Buried, no submerged deep in the transportation bill passed by Congress in December was a bold, brand new power given to the IRS. If you have a federal tax debt amounting to $50,000 or more, starting this month, the IRS can get your passport cancelled by sending a message to the State Department to do so. And guess what?  That $50,000 includes penalties and interest.

Yes, people should pay our government what they owe, especially if they want to leave the country. But given the mistakes the IRS has already made in wrongfully emptying bank accounts and seizing assets, does anyone really think it’s okay for unaccountable, unelected bureaucrats to seize passports? That they should have the power to block a basic freedom – the freedom of movement?

The new IRS law can be a big pain in the neck, since the federal government is also moving to enact a new identification card to supplant state identification (which is  usually a drivers’ license). That means in the interim is that travelers could be forced to use their passports at the airport check-in counter even for domestic travel.

The new law, entitled “Revocation or Denial of Passport in Case of Certain Tax Delinquencies,” could mean that taxpayers will even be rejected for passports when they try to renew them.

The new IRS powers mean that, now more than ever, taxpayers are being walled in. Americans have renouncing their U.S. citizenship in record numbers, with some analysts arguing that many taxpayers are doing so because of the long reach of the U.S. tax man.

The Joint Committee on Taxation says the IRS’s new passport powers are expected to raise $398 million over 10 years (see here). Currently, there are an estimated seven million U.S. citizens living abroad. People who live overseas often use their passports to check into hotels or open bank accounts, among other things.

Does anyone think the IRS’s execution of its new passport revocation power will be state of the art?

Meanwhile, the IRS has been seizing bank accounts from small businesses if the entrepreneur is making a series of small bank deposits, as it seeks to collect on an estimated $450 billion in unpaid taxes.

Moreover, the IRS has seized bank accounts of small businesses without any warning, much less a warrant. That happened in August 2013 to Carole Hinders, owner of a Mexican restaurant in Arnolds Park in northwest Iowa. Hinders said the IRS seized about $33,000 from her checking account. Even though she was never accused of committing a crime, the IRS was suspicious because she made frequent small deposits. The IRS can seize accounts even though no charges have been filed, much less convictions won.

As with the Hinders’ case, the problem with the new passport revocation law is that the IRS can simply cancel your passport merely by alleging that you owe them money.

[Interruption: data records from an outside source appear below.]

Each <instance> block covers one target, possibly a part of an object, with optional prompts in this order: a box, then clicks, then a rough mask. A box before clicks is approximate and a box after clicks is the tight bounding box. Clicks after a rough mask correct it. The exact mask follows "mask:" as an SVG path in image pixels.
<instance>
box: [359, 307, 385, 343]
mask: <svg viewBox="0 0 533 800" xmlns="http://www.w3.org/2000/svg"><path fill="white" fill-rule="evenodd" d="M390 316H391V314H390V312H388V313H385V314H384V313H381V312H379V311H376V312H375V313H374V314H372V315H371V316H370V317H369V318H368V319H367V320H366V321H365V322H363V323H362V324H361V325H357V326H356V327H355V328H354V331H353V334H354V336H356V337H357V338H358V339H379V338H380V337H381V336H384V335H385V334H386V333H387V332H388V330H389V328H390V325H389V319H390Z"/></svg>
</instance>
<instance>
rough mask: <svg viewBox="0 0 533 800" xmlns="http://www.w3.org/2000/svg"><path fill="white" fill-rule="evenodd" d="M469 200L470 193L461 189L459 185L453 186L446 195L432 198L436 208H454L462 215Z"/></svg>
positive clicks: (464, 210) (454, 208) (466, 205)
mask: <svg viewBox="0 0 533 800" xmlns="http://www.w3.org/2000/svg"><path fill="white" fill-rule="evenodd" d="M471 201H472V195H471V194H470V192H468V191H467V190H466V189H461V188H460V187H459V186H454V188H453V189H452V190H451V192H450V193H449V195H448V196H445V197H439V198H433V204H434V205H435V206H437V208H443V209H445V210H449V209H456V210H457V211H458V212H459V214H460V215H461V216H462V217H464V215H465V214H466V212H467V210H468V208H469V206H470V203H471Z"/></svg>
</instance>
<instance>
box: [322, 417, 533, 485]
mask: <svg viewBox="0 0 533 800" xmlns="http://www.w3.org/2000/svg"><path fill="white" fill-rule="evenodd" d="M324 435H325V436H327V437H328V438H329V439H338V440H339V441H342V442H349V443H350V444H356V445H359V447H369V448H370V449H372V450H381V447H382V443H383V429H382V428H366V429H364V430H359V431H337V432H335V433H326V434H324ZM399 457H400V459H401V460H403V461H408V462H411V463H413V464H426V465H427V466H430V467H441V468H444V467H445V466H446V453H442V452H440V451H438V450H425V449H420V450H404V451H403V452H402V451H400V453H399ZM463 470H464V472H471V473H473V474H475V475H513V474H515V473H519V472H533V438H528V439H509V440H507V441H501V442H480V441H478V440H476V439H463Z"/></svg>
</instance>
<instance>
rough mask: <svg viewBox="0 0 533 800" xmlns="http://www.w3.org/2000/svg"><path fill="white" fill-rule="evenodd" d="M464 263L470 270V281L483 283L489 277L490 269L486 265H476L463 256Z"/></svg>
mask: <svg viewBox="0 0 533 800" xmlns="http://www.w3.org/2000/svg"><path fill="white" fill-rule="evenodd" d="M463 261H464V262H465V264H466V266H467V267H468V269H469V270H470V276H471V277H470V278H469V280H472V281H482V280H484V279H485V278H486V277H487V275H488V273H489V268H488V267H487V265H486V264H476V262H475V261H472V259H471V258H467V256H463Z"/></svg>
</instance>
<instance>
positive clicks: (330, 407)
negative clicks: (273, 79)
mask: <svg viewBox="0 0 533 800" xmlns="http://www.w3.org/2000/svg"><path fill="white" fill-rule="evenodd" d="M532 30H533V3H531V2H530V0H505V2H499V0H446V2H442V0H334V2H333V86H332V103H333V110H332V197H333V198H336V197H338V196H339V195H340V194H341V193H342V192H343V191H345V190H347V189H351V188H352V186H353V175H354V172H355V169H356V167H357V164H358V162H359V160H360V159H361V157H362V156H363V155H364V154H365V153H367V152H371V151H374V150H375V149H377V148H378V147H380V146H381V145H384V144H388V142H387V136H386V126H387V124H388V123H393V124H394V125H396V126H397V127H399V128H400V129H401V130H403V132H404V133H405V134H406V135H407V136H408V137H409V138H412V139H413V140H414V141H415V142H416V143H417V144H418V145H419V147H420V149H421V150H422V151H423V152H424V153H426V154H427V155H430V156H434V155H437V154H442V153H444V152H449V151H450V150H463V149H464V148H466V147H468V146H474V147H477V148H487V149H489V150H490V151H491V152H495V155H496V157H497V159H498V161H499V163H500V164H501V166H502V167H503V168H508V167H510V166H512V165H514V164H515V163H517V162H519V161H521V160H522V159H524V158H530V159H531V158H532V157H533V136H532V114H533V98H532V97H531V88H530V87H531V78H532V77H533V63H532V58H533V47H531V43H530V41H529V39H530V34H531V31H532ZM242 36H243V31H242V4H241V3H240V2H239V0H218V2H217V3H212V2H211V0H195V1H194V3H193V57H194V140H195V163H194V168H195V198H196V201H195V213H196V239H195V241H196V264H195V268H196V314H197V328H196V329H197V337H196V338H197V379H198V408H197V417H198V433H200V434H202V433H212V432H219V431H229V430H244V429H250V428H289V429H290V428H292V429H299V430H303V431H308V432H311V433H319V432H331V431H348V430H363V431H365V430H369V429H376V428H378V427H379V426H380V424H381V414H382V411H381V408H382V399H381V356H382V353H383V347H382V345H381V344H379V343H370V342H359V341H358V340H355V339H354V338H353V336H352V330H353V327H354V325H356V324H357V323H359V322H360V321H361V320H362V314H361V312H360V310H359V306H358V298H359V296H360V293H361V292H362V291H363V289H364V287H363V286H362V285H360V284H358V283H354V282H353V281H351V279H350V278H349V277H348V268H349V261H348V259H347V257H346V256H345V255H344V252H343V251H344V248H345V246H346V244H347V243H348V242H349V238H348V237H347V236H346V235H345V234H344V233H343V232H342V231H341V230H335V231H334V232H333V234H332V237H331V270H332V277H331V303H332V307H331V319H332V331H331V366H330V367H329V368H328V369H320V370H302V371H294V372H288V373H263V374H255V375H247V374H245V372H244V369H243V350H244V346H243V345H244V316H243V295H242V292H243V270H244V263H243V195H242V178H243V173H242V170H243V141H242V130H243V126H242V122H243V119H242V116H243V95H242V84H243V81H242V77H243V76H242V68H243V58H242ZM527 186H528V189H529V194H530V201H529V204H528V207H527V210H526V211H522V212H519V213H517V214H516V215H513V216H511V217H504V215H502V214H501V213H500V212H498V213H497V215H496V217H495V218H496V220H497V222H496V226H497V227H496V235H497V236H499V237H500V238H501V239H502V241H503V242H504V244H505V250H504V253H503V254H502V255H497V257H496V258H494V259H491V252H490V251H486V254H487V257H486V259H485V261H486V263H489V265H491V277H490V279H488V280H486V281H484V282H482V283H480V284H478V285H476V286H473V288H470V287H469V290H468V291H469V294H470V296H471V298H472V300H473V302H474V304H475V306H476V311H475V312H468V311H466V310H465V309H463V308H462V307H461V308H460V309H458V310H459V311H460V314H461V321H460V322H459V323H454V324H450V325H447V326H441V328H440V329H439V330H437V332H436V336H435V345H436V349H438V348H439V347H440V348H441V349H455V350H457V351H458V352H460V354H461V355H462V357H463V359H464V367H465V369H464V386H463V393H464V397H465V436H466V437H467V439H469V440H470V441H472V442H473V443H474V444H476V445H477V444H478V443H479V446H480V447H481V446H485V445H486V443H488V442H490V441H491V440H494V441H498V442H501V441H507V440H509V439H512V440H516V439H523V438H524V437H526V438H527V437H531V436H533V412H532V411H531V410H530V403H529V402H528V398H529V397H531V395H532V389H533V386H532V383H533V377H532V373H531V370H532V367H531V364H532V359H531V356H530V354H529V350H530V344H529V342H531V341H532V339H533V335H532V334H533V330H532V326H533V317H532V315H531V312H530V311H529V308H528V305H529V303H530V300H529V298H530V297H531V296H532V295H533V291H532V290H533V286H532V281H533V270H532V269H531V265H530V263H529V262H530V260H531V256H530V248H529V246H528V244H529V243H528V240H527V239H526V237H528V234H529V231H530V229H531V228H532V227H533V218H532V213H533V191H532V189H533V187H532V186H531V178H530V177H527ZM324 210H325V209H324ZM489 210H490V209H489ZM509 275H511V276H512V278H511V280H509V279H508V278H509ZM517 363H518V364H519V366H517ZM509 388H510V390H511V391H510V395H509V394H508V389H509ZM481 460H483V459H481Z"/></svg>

It doesn’t have to get a judge’s okay or even a court review to do so. In most cases, a passport will be rescinded if a lien has been filed.  It also doesn’t give taxpayers the chance to fight the IRS’s decision in court before their passports are yanked, because the IRS operates on a “guilty until proven innocent” mode.

So it’s breathtakingly mindless for the White House and Congress to give the IRS even more powers, given that the agency has been caught in political audits of conservative groups and has made numerous errors in cracking down on taxpayers.

For example, just last September, the Treasury Inspector General for Tax Administration, a federal watchdog unit, raised the red flag for potential errors in the IRS’s enforcement of taxpayers who live overseas.

The inspector general said that “planned improvements have not been made to manage and track correspondence with international taxpayers.” It found that the IRS issued 855,000 notices to U.S. citizens living overseas in 2014. However, the watchdog noted that “IRS data systems aren’t designed to accommodate the different styles of international addresses, which can cause notices to be undeliverable.”

It warned that “current IRS processes for addressing international mail issues are ineffective or nonexistent.”